Q: The FDA recently fully approved the Pfizer-BioNTech COVID-19 vaccine, and Moderna is likely not far behind. Has the official approval, as opposed to the emergency use authorization, made any impact on the approach to getting a vaccine?
I’m hopeful the approval will encourage people to get vaccinated. Millions of people have been vaccinated in the U.S., with few adverse effects. I believe the Moderna vaccine will be approved soon. But again, it’s hard to tell whether the vaccine numbers are slowly going up because people are scared of the Delta variant or because of FDA approval. People are still getting vaccinated, and I hope we can keep moving forward.
Q: What can you tell us about other variants?

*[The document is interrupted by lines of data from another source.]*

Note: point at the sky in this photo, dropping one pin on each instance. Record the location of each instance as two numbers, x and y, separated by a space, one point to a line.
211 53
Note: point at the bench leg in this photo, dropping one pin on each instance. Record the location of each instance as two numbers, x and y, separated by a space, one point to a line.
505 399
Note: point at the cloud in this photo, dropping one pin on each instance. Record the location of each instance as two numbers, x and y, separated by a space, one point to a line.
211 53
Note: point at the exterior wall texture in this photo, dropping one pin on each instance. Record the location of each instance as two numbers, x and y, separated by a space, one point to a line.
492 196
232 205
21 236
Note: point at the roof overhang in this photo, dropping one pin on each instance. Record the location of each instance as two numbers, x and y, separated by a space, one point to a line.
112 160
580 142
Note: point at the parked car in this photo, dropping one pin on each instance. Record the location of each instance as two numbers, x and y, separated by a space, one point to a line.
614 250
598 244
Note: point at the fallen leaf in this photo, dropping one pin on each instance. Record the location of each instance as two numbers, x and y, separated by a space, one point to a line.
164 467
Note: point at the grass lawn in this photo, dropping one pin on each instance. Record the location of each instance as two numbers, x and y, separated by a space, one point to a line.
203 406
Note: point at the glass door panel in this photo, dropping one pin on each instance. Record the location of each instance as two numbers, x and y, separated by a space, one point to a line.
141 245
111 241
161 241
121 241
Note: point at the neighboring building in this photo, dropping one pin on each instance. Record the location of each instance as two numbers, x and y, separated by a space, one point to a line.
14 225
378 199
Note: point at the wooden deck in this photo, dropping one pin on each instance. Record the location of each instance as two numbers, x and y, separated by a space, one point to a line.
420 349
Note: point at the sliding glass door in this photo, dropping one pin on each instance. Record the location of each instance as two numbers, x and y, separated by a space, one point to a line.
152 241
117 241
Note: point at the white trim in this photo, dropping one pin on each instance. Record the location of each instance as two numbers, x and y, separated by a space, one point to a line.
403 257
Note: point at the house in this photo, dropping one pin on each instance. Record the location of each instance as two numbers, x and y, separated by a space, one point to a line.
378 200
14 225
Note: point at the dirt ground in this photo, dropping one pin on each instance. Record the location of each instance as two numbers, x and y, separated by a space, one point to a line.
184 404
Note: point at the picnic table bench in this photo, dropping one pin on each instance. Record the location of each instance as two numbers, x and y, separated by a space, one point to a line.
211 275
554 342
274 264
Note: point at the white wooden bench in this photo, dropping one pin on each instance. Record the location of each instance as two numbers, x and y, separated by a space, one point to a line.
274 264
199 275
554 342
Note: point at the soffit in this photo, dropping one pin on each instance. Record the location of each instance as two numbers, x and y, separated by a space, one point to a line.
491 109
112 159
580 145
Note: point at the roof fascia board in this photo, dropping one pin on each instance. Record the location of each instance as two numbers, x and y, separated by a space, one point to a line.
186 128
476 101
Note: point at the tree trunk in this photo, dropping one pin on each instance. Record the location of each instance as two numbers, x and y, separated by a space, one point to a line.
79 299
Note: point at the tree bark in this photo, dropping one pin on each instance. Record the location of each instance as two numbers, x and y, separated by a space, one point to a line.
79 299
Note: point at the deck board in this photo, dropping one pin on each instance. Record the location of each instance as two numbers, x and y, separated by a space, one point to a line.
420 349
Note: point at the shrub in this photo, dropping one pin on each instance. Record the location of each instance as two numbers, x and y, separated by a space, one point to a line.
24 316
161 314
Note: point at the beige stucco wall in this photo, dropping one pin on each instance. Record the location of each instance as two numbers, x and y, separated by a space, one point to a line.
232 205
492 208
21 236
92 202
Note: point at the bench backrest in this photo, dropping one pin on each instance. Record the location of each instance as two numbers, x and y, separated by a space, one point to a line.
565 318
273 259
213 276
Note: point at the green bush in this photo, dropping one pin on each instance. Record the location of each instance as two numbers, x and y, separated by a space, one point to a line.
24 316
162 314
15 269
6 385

We hear about new variants emerging quite often, partially because science has reached the point where we can see this evolution of a virus in ways we couldn’t before. So, yes, there is cause for concern. We obviously know the Delta variant became more transmissible. A variant can go either way: It can either be more transmissible or less transmissible. Some viruses have actually, over time, mutated themselves into oblivion. We need to be careful about overinterpreting the importance of every variant. The vaccine has so far offered protection from the Delta variant and will largely continue to do so for new variants as they emerge. It’s not only the evolution of the virus that’s important, but also the evolution of the immune system.
Q: Is it safe for a fully vaccinated, mask-wearing adult, say, 70 years old or older, to travel, given the spikes in states like Florida?
As there’s less transmission overall, fully vaccinated adults over 70 wearing a good mask, preferably an N95, could fly. The riskiest part is going through the airport. Vaccine plus mask is a good strategy. You’re blocking transmission through the mask and disease through the vaccine.
Q: Does taking the flu vaccine reduce the effectiveness of or have any impact on the COVID-19 vaccine?
The flu vaccine should not have any impact on the COVID-19 vaccine. Again, we’re exposed to respiratory viruses all the time, and one doesn’t really impact the other. I highly recommend getting a flu vaccine as well.
Concluding thoughts from Dr. Pepper
The sooner everybody is vaccinated, the sooner we will be through this surge. Wearing masks right now, even though many people don’t like them, is important to help reduce the transmission in people who aren’t able to get vaccinated, like children under 12. I highly recommend just getting vaccinated. And, for now, wear masks, especially indoors, and especially where there’s little ventilation.